Location: Commodity Utilization ResearchTitle: A mutant cotton fatty acid desaturase 2-1d allele causes protein mistargeting and altered seed oil composition
Submitted to: BMC Plant Biology
Publication Type: Peer Reviewed Journal
Publication Acceptance Date: 3/9/2023
Publication Date: 3/17/2023
Citation: Shockey, J.M., Gilbert, M.K., Thyssen, G.N. 2023. A mutant cotton fatty acid desaturase 2-1d allele causes protein mistargeting and altered seed oil composition. BMC Plant Biology. 23. Article 147. https://doi.org/10.1186/s12870-023-04160-8.
Interpretive Summary: In this study we sought to gain a better understanding of the cause of the high oleic acid trait in a small group of pima cotton varieties that we found previously. A gene that acts a gatekeeper to production of polyunsaturated fatty acids from monounsaturates was affected. And rather than a relatively small DNA insertion as first thought, we found that the mutation was caused by movement of a poorly understood self-copying DNA element called a retrotransposon. The mutation alters the protein coding sequence of the gatekeeper enzyme, called a desaturase, leading to changes in the protein sequence and biochemical properties of this enzyme. Most or all of the negative change come from the loss of a section of the protein deleted by the transposon mutation, thus confirming the importance of maintaining strict accuracy of DNA sequence throughout the entire gene. These results also reaffirm the importance of the gatekeeper desaturases as determinants of seed oil fatty acid composition, including cottonseed oil.

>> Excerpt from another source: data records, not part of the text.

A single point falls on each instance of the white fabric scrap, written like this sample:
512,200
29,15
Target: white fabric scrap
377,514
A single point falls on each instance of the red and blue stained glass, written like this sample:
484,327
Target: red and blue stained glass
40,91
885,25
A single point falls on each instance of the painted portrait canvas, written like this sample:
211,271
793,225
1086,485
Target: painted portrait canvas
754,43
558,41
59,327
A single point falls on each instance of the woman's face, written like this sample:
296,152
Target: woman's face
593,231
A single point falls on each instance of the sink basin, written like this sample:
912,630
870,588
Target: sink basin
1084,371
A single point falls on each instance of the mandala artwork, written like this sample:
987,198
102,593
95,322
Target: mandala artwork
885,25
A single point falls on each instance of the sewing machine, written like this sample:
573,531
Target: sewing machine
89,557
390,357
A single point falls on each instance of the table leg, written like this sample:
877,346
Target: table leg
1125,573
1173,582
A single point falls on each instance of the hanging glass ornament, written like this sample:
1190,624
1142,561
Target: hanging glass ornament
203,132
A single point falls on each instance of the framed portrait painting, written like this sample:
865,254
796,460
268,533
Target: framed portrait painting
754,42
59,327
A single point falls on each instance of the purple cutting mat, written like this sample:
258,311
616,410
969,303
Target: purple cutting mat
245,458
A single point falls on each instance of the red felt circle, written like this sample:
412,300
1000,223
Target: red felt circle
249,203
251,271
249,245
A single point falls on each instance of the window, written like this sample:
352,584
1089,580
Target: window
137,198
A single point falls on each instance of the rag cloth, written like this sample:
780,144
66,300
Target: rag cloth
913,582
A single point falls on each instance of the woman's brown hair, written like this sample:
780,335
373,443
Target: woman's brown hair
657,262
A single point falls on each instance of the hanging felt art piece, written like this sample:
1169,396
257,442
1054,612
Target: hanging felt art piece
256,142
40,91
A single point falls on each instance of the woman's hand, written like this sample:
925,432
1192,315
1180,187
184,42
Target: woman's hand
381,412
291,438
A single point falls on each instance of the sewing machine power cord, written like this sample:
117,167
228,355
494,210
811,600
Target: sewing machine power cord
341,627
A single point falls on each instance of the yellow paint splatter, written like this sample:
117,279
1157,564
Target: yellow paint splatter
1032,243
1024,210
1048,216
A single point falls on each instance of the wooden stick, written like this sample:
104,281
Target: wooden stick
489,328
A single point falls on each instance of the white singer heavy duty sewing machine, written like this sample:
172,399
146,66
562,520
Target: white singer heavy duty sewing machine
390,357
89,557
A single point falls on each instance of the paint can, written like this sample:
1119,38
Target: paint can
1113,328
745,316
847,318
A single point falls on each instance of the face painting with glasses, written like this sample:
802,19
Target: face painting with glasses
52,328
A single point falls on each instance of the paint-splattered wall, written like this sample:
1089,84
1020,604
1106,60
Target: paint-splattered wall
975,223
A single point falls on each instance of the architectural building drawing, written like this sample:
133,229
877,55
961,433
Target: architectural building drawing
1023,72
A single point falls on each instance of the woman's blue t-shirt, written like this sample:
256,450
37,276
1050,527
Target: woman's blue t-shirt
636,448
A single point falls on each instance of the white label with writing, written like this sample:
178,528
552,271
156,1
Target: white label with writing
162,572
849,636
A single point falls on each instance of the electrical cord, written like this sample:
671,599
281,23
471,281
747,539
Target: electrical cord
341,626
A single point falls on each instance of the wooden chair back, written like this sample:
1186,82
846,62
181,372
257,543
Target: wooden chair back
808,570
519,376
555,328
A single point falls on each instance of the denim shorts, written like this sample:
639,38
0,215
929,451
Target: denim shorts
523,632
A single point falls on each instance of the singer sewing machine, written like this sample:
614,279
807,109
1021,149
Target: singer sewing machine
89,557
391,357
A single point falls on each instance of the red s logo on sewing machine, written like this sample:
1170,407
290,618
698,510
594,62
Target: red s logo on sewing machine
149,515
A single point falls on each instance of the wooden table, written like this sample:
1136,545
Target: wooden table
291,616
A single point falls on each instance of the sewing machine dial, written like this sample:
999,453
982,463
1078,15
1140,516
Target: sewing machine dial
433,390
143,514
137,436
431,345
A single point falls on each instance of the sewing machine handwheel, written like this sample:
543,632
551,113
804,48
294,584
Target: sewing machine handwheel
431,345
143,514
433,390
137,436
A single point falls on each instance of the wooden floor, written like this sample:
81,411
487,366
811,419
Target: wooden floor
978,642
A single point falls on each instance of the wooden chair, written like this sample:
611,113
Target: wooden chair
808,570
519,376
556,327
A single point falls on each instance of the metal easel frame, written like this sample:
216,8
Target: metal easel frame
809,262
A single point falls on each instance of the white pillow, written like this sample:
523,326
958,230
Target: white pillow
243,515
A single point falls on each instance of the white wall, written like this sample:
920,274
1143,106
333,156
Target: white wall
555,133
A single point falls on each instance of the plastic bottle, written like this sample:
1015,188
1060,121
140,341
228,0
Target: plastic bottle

Technical Abstract: Cotton (Gossypium sp.) has been cultivated for centuries for its spinnable fibers, but its seed oil also possesses untapped economic potential if, improvements could be made to it oleic acid content. Previous studies, including those from our laboratory, identified pima accessions containing approximately doubled levels of seed oil oleic acid, compared to standard upland cottonseed oil. Here, the molecular properties of a fatty acid desaturase encoded by a mutant allele identified by genome sequencing in an earlier analysis were analyzed. The mutant sequence is predicted to encode a C-terminally truncated protein lacking nine residues, including a predicted endoplasmic reticulum membrane retrieval motif. We determined that the mutation was caused by a relatively recent movement of a Ty1/copia type retrotransposon that is not found associated with this desaturase gene in other sequenced cotton genomes. The mutant desaturase, along with its repaired isozyme and the wild-type A-subgenome homoeologous protein were expressed in transgenic yeast and stably transformed Arabidopsis plants. All full-length enzymes had high levels of activity, and efficiently converted oleic acid to linoleic acid. The mutant desaturase protein displayed only trace amounts of activity and only when strongly overexpressed in yeast cells, indicating that the missing C-terminal amino acid residues are not strictly required for enzyme activity, yet are necessary for proper subcellular targeting to the endoplasmic reticulum membrane. These results provide the biochemical underpinning that links a genetic lesion present in a limited group of South American pima cotton accessions and their rare seed oil oleic acid traits. Markers developed to the mutant desaturase allele are currently being used in breeding programs designed to introduce this trait into agronomic upland cotton varieties.